Reputation: 311
I have a two continuous variables that I am trying to plot against each other in ggplot2, but I want to show the data means and standard errors using geom_crossbar(). In order to do this I need to plot the x-axis as a factor, which is fine except that I cannot get the type of spacing that I want on the x-axis. Does anyone know of a way to coerce the x variable to space as a continuous variable even when it is discrete?
Some code...
# assemble data, calculate means and standard errors
x <- c(rep(15, 10), rep(30, 10), rep(41, 10), rep(42, 10), rep(45, 10))
y <- c(rnorm(10, 47, 15), rnorm(10, 35, 11), rnorm(10, 31, 12), rnorm(10, 37, 13), rnorm(10, 30, 10))
dat <- data.frame(x,y)
y.mean <- aggregate(dat$y, by=list(x=dat$x), mean)
names(y.mean) <- c('x', 'mean')
dat <- merge(dat, y.mean, by=c('x'))
se <- function(x) sqrt(var(x) / length(x))
y.se <- aggregate(dat$y, by=list(x=dat$x), se)
names(y.se) <- c('x','se')
dat <- merge(dat, y.se, by=c('x'))
g <- ggplot(dat, aes(x=factor(x), y=mean, ymin= mean - se, ymax= mean + se))
g + geom_crossbar(width=0.5) + geom_jitter(mapping=aes(x=factor(x), y=y), position=position_jitter(width=0.2))
As you can see, the x-variable is placed as a discrete variable just like it should be.
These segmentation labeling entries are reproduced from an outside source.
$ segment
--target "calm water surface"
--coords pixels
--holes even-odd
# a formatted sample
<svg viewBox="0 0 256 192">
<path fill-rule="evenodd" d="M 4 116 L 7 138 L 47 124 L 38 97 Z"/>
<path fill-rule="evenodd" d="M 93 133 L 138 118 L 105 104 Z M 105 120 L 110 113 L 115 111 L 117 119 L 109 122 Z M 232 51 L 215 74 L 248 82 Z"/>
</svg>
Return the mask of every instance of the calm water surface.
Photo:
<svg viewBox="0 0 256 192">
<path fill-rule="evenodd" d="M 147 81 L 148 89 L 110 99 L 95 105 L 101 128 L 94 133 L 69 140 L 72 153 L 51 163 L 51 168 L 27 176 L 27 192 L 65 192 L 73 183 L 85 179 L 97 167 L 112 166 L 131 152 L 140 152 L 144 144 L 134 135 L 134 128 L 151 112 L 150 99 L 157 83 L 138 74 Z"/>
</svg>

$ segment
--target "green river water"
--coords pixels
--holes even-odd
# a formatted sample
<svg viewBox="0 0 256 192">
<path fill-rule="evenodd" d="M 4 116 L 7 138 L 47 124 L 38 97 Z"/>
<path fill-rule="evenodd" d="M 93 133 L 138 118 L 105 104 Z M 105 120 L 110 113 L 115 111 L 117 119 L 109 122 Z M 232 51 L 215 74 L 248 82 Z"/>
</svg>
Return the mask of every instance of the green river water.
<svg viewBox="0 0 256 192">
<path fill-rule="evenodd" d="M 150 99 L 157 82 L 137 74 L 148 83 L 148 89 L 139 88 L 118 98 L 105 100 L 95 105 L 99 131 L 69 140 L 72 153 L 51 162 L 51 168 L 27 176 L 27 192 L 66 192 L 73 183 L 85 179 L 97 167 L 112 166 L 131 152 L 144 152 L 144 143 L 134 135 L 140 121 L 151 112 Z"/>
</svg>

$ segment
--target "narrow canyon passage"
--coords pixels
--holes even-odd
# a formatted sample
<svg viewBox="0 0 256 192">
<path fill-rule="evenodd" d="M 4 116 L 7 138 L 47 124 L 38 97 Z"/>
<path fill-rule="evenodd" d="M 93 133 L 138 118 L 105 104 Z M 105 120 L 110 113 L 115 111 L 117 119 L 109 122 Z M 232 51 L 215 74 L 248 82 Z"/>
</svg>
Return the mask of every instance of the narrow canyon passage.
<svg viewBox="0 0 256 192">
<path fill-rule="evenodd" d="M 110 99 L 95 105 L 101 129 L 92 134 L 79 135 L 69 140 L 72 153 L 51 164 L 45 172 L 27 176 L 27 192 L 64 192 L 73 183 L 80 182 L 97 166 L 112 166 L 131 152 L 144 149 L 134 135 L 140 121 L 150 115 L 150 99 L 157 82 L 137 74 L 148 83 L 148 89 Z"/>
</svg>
I don't actually want that; rather, I'd like to see it spaced as the continuous variable that it is. However, I have to plot x as a factor to keep the crossbars, or else the crossbars start to go wonky on me. I would just use geom_boxplot(), but I want standard errors instead of interquartile range.
Thanks for any help, Paul
Upvotes: 0
Views: 853
Reputation: 16026
Without knowing your data it's hard to know, but it sounds like there are some shaky visualisation issues here... Regardless, I think this will be much more straightforward if you have different data sources - one for your points, and one for the boxes. Without addressing any of the other issues, here's how I would modify your approach:
dat <- data.frame(x,y)
y.mean <- aggregate(dat$y, by=list(x=dat$x), mean)
names(y.mean) <- c('x', 'mean')
se <- function(x) sqrt(var(x) / length(x))
y.se <- aggregate(dat$y, by=list(x=dat$x), se)
names(y.se) <- c('x','se')
dat.mean <- merge(y.mean, y.se, by=c('x'))
library(ggplot2)
g <- ggplot(dat, aes(x, y)) + geom_point()
g + geom_crossbar(data = dat.mean, aes(y = mean,
ymin = mean - se, ymax = mean + se, group = x))
If you want the x axis labels to reflect your 'levels' (is x a factor? I think this is an important issue to work out), you can add:
scale_x_continuous(breaks = dat.mean$x)
Upvotes: 1